シグブラ
第60回:曇天の下田ブラブラ

曇天の下田ブラブラ

July 8, 2015

SIGMA dp0 Quattroを持って伊豆半島に出かけた。生憎の曇り空だったが、久しぶりに半島を南下する鉄道に乗り、21mm相当の広角レンズを愉しんだ。

鉄道の終着駅からバスに揺られた。美しい海岸があるというバス停で下車してビーチを目指す。こぢんまりとした商店や民宿の間を抜けると、波の音が急に耳に飛び込んでくる。その先にかわいらしい砂浜が見えた。

曇り空で初夏としてはやや肌寒い気温だったが、海辺は多くのサーファーと海水浴客で賑わっていた。美しい砂浜と沖合に見える伊豆の島々がなかなかいい雰囲気である。晴天ならばよりキレイな景色に違いない。そう思いながらビーチと磯をブラブラと撮影した。

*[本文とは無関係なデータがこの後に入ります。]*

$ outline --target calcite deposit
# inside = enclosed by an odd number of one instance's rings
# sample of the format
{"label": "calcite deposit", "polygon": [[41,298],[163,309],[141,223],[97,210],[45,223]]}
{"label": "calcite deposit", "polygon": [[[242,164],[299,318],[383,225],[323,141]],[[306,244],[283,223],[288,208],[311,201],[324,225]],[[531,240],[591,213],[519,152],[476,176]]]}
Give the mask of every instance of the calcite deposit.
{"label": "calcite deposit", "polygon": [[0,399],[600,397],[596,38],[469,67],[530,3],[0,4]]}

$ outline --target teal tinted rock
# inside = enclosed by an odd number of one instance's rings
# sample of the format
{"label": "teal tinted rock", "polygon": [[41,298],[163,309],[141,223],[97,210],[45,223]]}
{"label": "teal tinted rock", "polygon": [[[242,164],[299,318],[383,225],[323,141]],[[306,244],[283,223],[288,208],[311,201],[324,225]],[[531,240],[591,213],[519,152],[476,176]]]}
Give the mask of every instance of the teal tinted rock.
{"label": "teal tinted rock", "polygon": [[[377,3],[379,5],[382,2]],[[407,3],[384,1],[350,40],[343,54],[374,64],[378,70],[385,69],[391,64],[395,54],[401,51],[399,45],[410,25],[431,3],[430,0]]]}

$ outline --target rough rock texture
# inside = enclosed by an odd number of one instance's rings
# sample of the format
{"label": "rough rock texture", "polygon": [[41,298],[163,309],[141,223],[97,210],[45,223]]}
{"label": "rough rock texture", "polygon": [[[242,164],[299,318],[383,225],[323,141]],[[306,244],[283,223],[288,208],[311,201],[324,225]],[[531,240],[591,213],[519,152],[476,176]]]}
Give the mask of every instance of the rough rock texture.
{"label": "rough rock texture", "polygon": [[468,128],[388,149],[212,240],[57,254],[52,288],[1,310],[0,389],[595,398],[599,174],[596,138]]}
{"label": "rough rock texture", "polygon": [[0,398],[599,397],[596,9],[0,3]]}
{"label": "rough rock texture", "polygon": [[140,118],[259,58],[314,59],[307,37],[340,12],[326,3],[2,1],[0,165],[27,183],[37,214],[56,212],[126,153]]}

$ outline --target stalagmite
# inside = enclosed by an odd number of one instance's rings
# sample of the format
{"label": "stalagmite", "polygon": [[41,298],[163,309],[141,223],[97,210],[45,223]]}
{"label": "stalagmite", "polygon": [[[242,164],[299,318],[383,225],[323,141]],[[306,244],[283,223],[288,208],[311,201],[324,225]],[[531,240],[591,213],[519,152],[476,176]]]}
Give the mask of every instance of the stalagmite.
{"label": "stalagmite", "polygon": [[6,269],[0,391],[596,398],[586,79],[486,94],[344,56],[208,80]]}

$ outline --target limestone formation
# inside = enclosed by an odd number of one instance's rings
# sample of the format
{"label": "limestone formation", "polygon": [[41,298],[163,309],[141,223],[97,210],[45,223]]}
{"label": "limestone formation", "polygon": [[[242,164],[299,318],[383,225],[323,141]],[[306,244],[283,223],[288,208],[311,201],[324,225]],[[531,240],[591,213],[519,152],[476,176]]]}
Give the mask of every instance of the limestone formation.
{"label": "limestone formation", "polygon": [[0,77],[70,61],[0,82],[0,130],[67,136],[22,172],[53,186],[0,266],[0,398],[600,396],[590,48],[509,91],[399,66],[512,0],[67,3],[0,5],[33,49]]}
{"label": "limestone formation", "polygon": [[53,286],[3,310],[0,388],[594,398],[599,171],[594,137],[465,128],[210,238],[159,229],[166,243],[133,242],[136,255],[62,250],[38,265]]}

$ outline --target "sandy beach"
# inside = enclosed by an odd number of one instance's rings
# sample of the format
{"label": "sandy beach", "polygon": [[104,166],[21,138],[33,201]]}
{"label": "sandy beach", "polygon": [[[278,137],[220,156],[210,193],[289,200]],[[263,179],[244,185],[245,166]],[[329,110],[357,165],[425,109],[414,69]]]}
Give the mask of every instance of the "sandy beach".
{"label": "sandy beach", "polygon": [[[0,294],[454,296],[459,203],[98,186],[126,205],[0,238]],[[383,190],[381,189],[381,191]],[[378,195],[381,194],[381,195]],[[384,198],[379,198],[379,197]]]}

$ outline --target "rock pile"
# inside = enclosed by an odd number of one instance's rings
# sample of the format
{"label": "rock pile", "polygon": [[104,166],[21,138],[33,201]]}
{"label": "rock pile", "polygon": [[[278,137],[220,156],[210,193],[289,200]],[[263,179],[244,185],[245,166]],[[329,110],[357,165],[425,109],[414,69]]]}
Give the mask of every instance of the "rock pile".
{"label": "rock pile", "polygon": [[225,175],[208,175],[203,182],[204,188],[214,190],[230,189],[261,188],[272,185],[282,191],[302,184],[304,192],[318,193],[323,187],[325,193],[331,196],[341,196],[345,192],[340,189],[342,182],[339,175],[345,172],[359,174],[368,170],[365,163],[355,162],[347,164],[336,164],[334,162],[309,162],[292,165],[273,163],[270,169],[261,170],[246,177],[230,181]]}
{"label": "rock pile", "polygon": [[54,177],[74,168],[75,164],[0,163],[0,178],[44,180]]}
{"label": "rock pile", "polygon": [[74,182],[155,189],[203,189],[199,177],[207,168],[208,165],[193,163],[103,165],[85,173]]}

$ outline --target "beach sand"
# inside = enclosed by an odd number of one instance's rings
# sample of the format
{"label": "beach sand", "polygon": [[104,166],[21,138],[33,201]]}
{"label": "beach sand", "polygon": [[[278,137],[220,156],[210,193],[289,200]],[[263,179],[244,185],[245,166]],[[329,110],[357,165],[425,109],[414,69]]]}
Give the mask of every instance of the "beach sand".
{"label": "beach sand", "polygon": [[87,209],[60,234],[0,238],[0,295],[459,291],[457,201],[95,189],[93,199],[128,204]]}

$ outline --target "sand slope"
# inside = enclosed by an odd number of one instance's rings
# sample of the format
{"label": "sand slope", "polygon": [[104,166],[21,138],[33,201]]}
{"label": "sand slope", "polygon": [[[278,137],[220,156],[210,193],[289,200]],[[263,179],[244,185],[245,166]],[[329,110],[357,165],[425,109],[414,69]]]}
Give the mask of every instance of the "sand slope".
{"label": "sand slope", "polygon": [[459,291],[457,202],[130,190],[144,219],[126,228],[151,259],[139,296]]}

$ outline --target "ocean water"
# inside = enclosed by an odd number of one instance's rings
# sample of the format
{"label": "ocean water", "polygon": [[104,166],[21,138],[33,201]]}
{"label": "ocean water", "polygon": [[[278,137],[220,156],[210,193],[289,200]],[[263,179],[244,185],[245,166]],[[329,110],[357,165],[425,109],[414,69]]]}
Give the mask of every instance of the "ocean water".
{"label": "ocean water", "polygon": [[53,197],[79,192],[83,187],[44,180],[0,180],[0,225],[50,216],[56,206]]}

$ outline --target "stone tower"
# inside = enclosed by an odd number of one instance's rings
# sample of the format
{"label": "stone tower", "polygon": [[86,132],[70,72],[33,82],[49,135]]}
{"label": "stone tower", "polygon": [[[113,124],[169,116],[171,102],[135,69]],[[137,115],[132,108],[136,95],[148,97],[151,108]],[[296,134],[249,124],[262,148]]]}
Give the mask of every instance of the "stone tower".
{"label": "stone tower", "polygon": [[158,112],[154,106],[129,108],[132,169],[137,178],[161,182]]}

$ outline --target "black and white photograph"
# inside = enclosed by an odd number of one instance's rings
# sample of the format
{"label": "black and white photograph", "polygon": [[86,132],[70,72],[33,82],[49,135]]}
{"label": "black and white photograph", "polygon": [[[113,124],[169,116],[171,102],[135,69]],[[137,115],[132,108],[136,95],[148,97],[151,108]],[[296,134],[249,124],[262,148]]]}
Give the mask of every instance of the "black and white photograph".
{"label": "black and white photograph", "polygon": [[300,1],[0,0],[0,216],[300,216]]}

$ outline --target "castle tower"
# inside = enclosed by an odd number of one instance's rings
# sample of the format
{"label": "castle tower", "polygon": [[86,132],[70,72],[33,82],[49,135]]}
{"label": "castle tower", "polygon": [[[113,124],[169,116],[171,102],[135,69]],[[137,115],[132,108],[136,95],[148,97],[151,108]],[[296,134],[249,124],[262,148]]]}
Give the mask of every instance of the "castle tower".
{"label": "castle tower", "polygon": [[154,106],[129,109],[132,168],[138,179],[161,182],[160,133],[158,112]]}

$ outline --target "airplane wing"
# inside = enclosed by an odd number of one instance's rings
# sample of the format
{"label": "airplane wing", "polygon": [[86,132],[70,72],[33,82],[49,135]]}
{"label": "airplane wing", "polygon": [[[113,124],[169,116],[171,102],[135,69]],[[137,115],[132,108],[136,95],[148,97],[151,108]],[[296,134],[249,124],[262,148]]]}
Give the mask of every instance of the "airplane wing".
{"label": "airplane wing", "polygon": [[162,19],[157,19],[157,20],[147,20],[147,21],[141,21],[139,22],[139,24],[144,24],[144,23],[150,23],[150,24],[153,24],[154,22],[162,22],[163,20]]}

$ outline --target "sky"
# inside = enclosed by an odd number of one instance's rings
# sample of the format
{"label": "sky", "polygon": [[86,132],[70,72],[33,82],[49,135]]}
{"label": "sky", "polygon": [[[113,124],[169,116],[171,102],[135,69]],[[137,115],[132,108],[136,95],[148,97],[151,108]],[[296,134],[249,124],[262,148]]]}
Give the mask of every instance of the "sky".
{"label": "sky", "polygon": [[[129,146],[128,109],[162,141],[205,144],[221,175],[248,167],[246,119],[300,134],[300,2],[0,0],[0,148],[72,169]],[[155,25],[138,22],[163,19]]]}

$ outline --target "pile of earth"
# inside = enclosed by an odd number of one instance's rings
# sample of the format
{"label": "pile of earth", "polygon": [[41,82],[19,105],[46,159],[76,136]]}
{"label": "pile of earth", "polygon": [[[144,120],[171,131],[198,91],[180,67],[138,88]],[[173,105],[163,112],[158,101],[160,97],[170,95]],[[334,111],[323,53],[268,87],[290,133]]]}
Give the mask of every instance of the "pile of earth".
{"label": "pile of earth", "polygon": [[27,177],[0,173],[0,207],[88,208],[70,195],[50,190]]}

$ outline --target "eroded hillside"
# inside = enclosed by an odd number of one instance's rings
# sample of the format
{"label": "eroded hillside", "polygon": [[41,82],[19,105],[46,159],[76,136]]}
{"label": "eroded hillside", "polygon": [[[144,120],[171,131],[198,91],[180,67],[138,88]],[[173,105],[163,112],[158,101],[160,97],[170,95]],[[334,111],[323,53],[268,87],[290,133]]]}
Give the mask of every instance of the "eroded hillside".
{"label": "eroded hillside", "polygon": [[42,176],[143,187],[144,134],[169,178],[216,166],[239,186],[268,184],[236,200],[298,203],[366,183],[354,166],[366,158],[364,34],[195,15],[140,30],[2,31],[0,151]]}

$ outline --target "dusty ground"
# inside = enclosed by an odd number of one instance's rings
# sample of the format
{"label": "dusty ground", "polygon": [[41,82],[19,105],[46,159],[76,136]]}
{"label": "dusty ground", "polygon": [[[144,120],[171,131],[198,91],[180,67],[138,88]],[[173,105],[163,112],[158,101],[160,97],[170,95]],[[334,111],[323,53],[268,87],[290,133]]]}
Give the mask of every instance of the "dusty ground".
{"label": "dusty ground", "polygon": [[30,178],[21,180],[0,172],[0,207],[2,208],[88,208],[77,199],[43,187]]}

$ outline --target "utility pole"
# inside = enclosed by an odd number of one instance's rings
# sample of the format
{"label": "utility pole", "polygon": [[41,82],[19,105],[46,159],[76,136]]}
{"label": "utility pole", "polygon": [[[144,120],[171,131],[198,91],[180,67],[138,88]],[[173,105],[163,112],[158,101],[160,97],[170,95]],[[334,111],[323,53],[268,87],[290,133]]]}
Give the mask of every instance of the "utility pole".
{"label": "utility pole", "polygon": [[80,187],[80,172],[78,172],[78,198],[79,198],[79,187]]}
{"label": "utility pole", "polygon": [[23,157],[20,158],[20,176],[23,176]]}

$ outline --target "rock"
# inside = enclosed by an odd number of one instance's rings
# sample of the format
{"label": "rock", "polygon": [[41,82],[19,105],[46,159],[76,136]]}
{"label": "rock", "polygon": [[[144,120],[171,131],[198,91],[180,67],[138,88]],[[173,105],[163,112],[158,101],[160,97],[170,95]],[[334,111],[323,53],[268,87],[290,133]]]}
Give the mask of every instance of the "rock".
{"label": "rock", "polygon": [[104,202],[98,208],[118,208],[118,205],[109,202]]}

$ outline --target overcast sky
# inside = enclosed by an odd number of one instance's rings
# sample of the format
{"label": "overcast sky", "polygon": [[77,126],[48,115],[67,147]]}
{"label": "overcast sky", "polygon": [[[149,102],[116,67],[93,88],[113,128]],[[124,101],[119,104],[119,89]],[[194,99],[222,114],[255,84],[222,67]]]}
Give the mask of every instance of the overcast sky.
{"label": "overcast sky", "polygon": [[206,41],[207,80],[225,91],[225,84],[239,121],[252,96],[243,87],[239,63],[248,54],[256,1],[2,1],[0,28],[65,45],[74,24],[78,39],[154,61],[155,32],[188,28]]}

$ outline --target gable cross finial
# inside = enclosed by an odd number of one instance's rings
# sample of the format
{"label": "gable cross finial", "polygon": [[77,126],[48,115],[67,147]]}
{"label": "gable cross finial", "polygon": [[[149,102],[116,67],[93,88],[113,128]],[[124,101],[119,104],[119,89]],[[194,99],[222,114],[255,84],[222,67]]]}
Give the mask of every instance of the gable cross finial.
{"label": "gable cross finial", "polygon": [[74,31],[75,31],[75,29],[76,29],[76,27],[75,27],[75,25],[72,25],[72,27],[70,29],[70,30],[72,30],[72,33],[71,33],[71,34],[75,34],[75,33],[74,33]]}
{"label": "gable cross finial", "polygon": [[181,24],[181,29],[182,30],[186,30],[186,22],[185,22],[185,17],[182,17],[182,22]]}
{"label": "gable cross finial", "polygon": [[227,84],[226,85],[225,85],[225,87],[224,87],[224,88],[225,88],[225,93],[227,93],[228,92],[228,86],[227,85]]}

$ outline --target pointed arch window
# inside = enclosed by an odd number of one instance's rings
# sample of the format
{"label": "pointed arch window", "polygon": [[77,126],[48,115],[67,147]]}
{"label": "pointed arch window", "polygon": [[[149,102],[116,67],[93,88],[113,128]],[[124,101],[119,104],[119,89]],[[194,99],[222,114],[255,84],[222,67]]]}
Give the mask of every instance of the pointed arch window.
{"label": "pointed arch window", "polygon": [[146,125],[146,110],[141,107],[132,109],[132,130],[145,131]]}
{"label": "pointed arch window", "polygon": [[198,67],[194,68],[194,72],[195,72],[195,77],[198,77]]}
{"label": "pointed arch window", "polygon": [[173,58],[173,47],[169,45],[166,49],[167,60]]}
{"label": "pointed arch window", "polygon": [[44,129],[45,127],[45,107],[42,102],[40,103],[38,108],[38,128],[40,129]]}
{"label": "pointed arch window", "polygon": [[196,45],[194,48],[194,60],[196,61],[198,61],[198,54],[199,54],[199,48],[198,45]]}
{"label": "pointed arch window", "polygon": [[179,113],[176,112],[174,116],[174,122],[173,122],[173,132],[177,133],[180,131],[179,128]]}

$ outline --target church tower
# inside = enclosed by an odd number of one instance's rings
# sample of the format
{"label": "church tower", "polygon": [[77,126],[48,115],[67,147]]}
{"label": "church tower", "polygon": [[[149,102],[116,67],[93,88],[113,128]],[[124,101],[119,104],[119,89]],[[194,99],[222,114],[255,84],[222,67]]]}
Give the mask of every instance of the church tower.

ビーチから沿岸を北上した。今度は山に登るのだ。と言ってもロープウェイでである。ほんの数分で山頂に立った。海からの風が心地よい。先ほど訪れたビーチは山陰で見えないが、川沿いの街並みから相模湾まで雄大な展望を楽しむ。

山頂の庭園はアジサイがまだ咲いていた。その様子をSIGMA dp0 Quattroで写しとる。歪みがない描写は、21mm相当の超広角レンズであるということを感じさせない。見た目からは想像できないほど軽量なので携行もとてもラクである。これは嬉しい。

展望台から沖に浮かぶ島々を遠望した。ここまで来ると見える島の数が多い。近いうちに渡ってみたいものである。崖っぷちに設置されている年季の入った双眼鏡をグッと寄って撮影。SIGMA dp0 Quattroは約18センチまでの近接撮影が可能だ。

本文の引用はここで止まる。